In yet another joint paper, the engineers and ophthalmologists
In yet another joint paper, the engineers and ophthalmologists used AI to overlay images from different optical instruments in patients with retinitis pigmentosa. The ability to align the retinal multimodal images helps ophthalmologists better understand the relationship between measures of retinal function and structure in these patients.
Charting new territories of privacy, responsibility with AI
To train the artificial intelligence and deep learning algorithms which their tools are based on, the engineers need thousands, and sometimes tens of thousands, of images of the retina in different states of disease and health to teach the model what to look for and how to detect certain diseases and progressions.

The team can create these tools in part because they have greater access to labeled, reliable image data than nearly any other research groups in the field. The international ophthalmology fellows who spend between one to three years working at Jacobs Retina Center before returning to their home institutions often retain close ties, and their home institutions send anonymized images to the team at Jacobs Retina Center. Nearly a dozen eye care centers around the world collaborate on different projects and send images to be used in training the models for specific projects.

While the images are all anonymized and carry no patient information, there are still privacy concerns for what could unfold in the future. The team would like to eventually release the tools they’ve developed for use by the broader ophthalmology community but are waiting to see how the field ultimately balances issues of privacy with data availability.

For example, current guidance is that the iris– what is scanned at the airport if you have Clear, for example– is a uniquely identifiable portion of the eye, but fundus images of the retina are not identifiable and therefore not protected health information. However, it’s unclear if that will hold true in the future, and what it would mean if such a dataset and tool had already been released to the broader public.

“You can identify someone by their retinal vessels if you know what they look like,” said Freeman. “Even though it’s not common practice yet, with infrared cameras available, it’s now easy to take infrared scans of people. There’s potential for these scans to become more widespread. We need to carefully consider the possibilities before making these valuable tools more accessible.”

To date, the FDA has approved just one clinical ophthalmology AI platform, for a diabetic retinopathy screening tool. However, the algorithm was trained and works only on images from one specific camera and one specific device. UC San Diego is developing tools that could accept images from multiple different cameras, but whether such a tool could earn FDA approval is unclear.

The clinicians also are adamant that these algorithms and models are ultimately just tools, and are meant to enhance, not replace, the expertise and ethical decision making of ophthalmologists.
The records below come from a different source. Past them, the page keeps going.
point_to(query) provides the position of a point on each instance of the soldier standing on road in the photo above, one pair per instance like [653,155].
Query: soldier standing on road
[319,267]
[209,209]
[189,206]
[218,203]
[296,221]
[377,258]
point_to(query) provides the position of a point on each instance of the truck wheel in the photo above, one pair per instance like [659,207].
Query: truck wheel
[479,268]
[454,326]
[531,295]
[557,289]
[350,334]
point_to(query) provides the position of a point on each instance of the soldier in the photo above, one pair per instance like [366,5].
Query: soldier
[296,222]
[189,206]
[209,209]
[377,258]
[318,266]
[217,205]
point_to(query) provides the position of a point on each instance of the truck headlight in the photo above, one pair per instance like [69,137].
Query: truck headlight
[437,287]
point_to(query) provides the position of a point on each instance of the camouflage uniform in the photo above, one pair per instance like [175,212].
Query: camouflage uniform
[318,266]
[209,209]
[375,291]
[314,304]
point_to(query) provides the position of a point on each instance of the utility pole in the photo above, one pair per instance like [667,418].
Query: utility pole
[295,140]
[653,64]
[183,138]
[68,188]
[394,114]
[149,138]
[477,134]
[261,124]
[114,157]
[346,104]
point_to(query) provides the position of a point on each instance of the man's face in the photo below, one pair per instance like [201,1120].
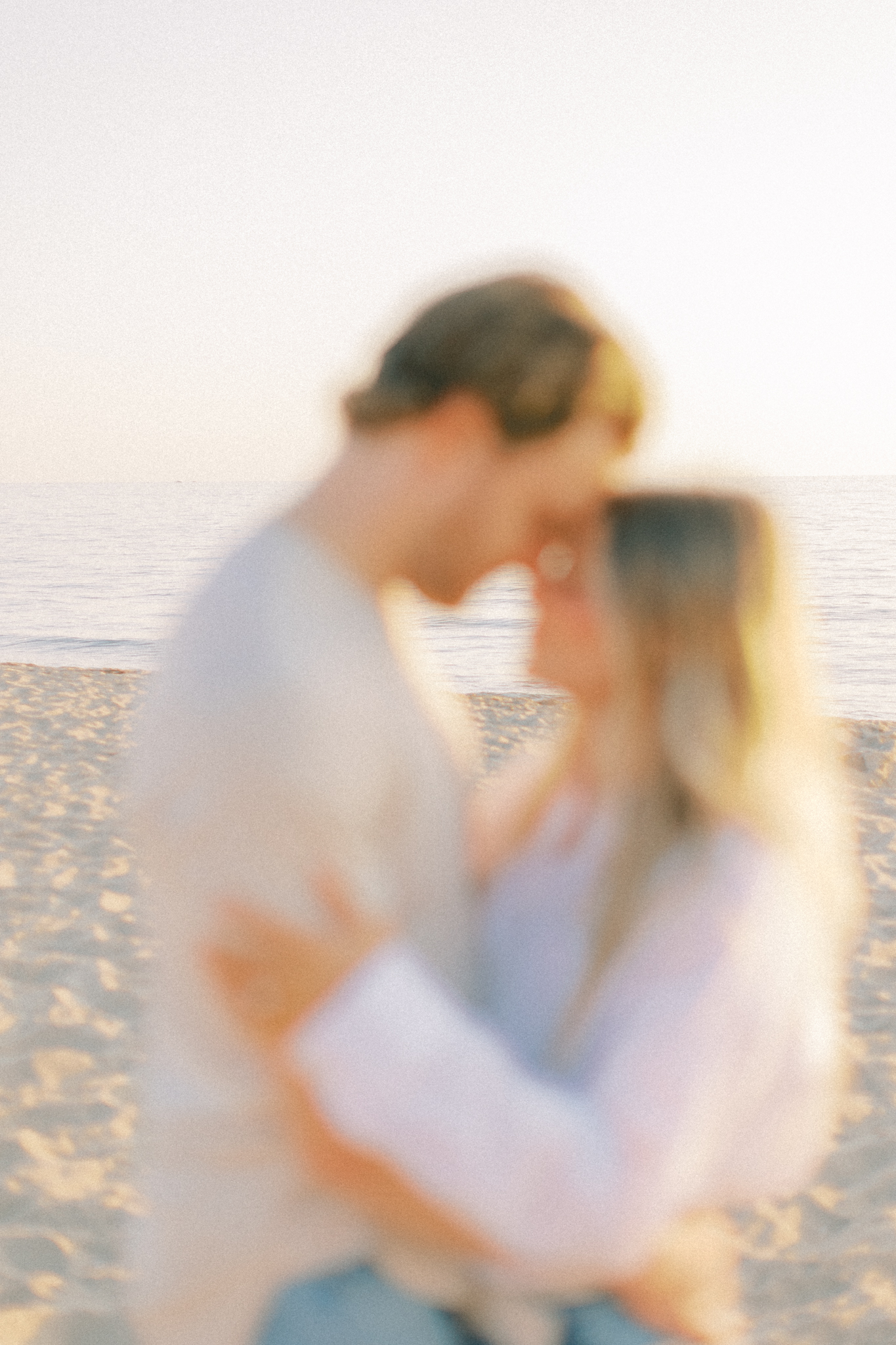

“We look at this as a tool to help physicians, but not replace their decision,” said Heinke. “Ultimately, the physician is responsible for the patient, not AI. I’m still going to look at the output of the AI, and say ok I agree with that, the screening shows its diabetic retinopathy; or, here’s where I need more information. At the end, the physician must look at the output and accept or reject it.”

Overall, Freeman and Nguyen note that cross-school collaborations show the strengths and depth of scientific expertise at UC San Diego, and the university’s unique ability to work across different scientific fields to solve pressing challenges.